A loud crash shook the walls. Jade raised her hands as if in prayer. “Not the dragon figurines.”
Emma clamped her hand over her mouth to stop her scream. The footsteps clumped toward the door. A slam shook the beaded curtain. Emma sagged to the floor, her knees quaking. Lilli kept the revolver trained on the cellar door.
Jade placed her hand on Lilli’s forearm. “They’re gone, hon.”
Lilli lowered the gun to her side and bent over her hands on her knees, her chest heaving as though she’d sprinted a mile. “Thank all the goddesses they’re gone. I need a drink.”
“I’m on it.” Jade rustled through a cabinet and grabbed a bottle, like Grandpa’s special Christmas whiskey.

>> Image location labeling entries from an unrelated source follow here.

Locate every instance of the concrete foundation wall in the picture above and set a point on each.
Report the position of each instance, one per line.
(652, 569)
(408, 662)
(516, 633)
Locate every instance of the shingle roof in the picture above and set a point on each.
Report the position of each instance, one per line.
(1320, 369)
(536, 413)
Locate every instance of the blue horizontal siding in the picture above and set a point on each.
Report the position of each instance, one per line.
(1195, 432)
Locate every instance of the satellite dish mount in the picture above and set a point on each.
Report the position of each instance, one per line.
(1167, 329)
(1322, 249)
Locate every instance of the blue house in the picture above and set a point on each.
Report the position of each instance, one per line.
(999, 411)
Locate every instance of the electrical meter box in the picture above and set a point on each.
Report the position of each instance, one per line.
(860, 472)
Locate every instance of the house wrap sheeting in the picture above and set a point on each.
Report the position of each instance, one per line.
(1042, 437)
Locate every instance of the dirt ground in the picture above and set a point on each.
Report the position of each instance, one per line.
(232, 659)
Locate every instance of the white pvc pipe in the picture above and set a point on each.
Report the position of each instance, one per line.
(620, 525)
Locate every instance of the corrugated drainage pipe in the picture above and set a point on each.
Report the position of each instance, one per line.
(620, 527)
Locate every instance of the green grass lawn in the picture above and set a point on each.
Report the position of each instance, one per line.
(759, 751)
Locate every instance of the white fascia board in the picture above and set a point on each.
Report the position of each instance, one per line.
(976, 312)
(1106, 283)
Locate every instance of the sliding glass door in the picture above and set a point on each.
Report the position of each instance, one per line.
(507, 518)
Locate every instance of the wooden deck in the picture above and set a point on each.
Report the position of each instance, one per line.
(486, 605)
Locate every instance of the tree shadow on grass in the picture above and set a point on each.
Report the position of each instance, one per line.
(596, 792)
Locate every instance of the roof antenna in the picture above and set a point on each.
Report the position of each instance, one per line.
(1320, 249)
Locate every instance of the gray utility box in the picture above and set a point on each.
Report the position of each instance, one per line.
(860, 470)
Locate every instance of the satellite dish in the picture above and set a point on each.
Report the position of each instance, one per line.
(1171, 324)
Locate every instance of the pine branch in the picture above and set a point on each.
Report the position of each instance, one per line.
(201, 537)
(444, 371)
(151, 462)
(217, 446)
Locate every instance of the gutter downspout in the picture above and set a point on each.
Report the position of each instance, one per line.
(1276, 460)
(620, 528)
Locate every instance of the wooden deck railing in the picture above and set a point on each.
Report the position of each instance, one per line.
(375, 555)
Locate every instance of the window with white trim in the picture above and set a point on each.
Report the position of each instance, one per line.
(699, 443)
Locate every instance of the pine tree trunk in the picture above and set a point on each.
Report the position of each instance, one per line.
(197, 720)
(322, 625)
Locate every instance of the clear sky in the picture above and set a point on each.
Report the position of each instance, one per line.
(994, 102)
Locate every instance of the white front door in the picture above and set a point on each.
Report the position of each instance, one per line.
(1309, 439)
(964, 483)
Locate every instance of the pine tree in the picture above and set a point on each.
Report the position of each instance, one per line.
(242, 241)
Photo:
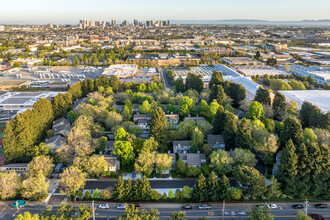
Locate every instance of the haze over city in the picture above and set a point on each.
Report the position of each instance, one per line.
(69, 11)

She lifted a glass from the cupboard and splashed amber liquid into it.
“How will that help?” Emma winced. The words were out of her mouth before she could stop them, and heat rose from her chest to her eyebrows. Why did she always ask the dumb question?
“Takes the edge off.” Jade handed the glass to Lilli. “For clients who love tats but not needles so much.”
Lilli took a sip and scrunched her eyes. “Yowzah.”
Jade chuckled and rubbed Lilli’s back. Emma shuffled from foot to foot. Lilli and Jade focused on each other, and she was invisible, once again.
“Here.” Lilli handed the glass to Jade who finished it in one gulp.
“That’ll cure what ails ya,” Jade said, her voice husky. She glanced at Emma. “Sip?”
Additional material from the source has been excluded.